Haywood County Schools presented separate capital and school nutrition budgets for FY2026‑27 during the budget hearing.
Cameron Francis, presenting the capital plan, said the district is keeping the capital budget at $1,250,000, funded by a portion of local sales tax (article 40 and article 42), and outlined site projects including:
- Beville Middle School: HVAC replacement and HVAC for an employee daycare — $40,000. - Central Haywood: back parking lot repaving/expansion — $170,000. - Central Haywood: cafeteria HVAC replacement — $60,000. - Hazelwood Elementary: fire alarm upgrade (amount not specified). - Haywood Early College & Haywood Innovative Middle: fire alarm/renovation work driven by occupancy/code changes — $40,000 cited for renovations. - North Canton Elementary: gym floor replacement — $100,000. - Maintenance spare parts and swap‑outs — $75,000. - A package of fencing projects at Bethel Elementary, Clyde Elementary, an elementary playground, and Winslow Middle — $125,000. - Waynesville Mill: repaving to repair cracking and add track lines — $180,000. - Systemwide Chromebook replacement (technology cycle) — $350,000.
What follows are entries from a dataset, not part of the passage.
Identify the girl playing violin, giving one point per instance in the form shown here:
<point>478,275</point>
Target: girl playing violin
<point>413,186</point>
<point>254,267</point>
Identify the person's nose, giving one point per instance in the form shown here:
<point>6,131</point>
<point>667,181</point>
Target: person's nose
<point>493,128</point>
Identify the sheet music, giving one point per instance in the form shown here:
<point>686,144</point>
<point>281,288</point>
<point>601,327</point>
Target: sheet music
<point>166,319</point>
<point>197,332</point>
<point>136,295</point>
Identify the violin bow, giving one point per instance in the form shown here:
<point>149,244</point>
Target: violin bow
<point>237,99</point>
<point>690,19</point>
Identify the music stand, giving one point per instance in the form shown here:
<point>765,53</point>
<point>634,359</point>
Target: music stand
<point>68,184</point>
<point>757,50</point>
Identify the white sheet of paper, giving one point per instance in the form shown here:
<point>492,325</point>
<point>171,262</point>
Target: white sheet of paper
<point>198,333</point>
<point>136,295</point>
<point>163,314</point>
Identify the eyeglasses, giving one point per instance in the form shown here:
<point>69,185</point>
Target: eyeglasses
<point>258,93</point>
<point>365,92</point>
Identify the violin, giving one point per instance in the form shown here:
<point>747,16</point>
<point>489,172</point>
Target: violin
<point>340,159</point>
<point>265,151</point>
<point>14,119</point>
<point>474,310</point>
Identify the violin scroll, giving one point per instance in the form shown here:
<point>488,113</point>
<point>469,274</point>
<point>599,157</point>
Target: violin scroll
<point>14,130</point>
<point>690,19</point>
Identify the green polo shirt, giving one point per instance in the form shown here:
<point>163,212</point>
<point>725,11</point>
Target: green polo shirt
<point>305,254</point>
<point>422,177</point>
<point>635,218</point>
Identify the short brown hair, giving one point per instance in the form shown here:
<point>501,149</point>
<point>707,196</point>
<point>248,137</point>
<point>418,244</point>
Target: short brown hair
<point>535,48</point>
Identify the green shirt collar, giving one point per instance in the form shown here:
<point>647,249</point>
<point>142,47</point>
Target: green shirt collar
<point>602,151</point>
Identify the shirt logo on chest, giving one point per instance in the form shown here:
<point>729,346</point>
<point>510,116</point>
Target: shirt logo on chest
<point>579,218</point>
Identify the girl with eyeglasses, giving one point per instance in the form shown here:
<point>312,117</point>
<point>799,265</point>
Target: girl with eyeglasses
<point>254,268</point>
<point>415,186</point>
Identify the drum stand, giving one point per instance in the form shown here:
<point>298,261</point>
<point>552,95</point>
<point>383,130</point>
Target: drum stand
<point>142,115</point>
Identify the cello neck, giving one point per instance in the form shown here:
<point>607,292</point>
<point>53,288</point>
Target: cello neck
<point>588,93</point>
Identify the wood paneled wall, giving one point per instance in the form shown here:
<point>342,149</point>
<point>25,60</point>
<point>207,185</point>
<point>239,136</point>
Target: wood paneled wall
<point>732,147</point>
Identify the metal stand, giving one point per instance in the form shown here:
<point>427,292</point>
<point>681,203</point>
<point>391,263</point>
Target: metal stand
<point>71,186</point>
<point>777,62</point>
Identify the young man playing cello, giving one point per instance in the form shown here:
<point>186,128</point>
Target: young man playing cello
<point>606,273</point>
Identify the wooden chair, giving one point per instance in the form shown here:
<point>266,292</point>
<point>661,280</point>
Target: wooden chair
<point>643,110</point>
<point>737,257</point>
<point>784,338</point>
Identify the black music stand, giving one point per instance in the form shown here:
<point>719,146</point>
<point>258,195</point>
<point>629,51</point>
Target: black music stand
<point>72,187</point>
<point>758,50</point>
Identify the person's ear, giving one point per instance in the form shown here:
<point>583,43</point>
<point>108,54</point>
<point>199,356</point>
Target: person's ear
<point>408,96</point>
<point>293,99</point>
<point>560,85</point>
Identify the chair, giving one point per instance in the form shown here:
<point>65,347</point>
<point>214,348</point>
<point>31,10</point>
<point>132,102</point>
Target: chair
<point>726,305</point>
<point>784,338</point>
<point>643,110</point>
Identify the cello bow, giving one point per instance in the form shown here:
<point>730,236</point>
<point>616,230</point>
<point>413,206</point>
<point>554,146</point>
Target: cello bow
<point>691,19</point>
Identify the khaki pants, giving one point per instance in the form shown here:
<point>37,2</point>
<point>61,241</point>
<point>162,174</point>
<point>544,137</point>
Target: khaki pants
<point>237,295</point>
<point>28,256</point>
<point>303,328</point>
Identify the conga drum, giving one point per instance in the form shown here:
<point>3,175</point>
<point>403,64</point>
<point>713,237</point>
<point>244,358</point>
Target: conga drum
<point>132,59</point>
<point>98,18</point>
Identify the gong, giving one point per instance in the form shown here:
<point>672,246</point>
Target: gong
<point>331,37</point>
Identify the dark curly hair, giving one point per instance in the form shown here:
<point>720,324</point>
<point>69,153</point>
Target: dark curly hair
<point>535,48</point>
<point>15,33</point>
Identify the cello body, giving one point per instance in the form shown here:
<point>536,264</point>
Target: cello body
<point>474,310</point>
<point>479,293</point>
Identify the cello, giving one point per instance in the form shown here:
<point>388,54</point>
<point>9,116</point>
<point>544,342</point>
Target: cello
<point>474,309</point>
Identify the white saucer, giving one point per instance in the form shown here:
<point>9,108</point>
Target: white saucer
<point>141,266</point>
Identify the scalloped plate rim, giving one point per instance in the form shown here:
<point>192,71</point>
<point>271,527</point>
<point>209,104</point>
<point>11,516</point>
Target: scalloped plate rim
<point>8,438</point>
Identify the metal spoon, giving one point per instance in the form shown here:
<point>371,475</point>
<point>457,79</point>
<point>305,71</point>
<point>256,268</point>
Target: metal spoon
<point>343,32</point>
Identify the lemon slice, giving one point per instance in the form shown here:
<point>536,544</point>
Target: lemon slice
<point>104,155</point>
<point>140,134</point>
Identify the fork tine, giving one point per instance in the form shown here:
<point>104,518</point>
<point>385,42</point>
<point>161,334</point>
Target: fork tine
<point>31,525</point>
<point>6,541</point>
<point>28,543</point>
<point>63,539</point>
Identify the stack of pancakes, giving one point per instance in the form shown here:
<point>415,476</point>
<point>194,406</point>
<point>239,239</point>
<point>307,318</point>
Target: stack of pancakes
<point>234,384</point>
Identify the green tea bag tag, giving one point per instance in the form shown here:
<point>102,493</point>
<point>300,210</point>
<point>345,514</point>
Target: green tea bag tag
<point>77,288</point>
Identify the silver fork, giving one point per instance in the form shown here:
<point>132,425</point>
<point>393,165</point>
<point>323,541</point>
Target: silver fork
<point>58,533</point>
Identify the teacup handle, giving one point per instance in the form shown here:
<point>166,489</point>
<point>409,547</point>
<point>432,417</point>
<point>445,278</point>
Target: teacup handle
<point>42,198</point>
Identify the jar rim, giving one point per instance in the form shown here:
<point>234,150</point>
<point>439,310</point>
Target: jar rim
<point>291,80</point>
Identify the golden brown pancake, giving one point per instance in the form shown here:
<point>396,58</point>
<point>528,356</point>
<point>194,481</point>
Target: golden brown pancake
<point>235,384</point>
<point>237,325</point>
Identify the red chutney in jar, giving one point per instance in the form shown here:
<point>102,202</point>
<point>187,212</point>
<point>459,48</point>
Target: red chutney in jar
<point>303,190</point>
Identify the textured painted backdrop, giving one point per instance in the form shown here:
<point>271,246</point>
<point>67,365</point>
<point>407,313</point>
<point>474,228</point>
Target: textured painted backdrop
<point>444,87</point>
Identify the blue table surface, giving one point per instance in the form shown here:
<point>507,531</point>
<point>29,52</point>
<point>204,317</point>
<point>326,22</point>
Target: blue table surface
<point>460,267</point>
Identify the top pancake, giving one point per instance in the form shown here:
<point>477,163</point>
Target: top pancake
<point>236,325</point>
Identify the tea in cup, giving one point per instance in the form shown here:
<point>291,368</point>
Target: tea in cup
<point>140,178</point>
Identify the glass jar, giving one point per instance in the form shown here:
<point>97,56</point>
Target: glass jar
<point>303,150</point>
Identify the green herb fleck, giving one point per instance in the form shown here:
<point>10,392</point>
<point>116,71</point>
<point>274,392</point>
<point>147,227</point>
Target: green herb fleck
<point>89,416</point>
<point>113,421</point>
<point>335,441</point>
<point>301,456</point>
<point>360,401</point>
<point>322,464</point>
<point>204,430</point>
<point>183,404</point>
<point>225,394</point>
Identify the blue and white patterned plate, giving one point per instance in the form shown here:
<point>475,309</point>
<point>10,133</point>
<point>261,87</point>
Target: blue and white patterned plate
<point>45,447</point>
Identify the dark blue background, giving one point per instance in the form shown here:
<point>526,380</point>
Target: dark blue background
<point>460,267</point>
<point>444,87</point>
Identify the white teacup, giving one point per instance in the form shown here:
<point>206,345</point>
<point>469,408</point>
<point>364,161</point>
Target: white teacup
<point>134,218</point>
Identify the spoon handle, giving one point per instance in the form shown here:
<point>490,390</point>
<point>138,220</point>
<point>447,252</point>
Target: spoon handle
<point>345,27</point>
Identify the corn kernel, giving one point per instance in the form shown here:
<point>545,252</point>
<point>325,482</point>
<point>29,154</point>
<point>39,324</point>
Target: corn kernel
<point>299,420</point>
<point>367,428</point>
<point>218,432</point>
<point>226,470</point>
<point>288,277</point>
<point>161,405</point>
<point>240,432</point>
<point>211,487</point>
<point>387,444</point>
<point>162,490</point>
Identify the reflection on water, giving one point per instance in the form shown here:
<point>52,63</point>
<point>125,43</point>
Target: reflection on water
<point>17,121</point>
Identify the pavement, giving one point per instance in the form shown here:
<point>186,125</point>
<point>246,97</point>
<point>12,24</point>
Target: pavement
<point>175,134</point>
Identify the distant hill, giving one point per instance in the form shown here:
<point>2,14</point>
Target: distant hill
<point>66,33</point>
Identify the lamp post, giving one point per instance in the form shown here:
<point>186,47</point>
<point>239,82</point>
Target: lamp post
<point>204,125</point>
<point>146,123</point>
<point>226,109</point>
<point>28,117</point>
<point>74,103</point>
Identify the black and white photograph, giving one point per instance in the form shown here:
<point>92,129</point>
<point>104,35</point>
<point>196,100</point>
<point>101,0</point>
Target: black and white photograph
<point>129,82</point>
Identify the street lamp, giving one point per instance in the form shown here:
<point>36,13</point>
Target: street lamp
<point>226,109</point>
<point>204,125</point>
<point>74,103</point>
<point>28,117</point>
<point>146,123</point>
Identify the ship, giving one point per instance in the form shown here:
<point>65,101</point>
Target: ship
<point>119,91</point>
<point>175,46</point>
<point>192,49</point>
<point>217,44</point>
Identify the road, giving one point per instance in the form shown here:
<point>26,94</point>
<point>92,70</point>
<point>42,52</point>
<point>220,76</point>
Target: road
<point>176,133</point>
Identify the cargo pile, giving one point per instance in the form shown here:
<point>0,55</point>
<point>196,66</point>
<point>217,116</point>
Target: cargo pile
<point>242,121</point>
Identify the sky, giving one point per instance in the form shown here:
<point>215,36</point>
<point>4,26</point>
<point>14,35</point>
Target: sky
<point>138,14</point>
Francis summarized project line items and invited board questions. Note: the presenter described the capital budget at $1,250,000 but also stated a "350,000 for a total of 1,350,000" while listing Chromebook replacement; the transcript contains that apparent arithmetic summary and the board may seek clarification on whether the Chromebook cycle is funded from the capital appropriation or an additional allocation.
On nutrition, the presenter identified as "Miss Francis" said the school nutrition fund operates independently and projected revenues and expenses matching at $5,566,406 for FY2026‑27. She said labor and benefits account for 56% of the nutrition budget, student supplies 39% and overhead 5%, and described staffing shortages that force regular substitute use. The presenter said proposed district increases would be appreciated by the nutrition program if the board and county appropriation are approved.
Procedural note: presenters answered board questions and the board closed the budget hearings; no vote on the capital or nutrition budgets was recorded during the session.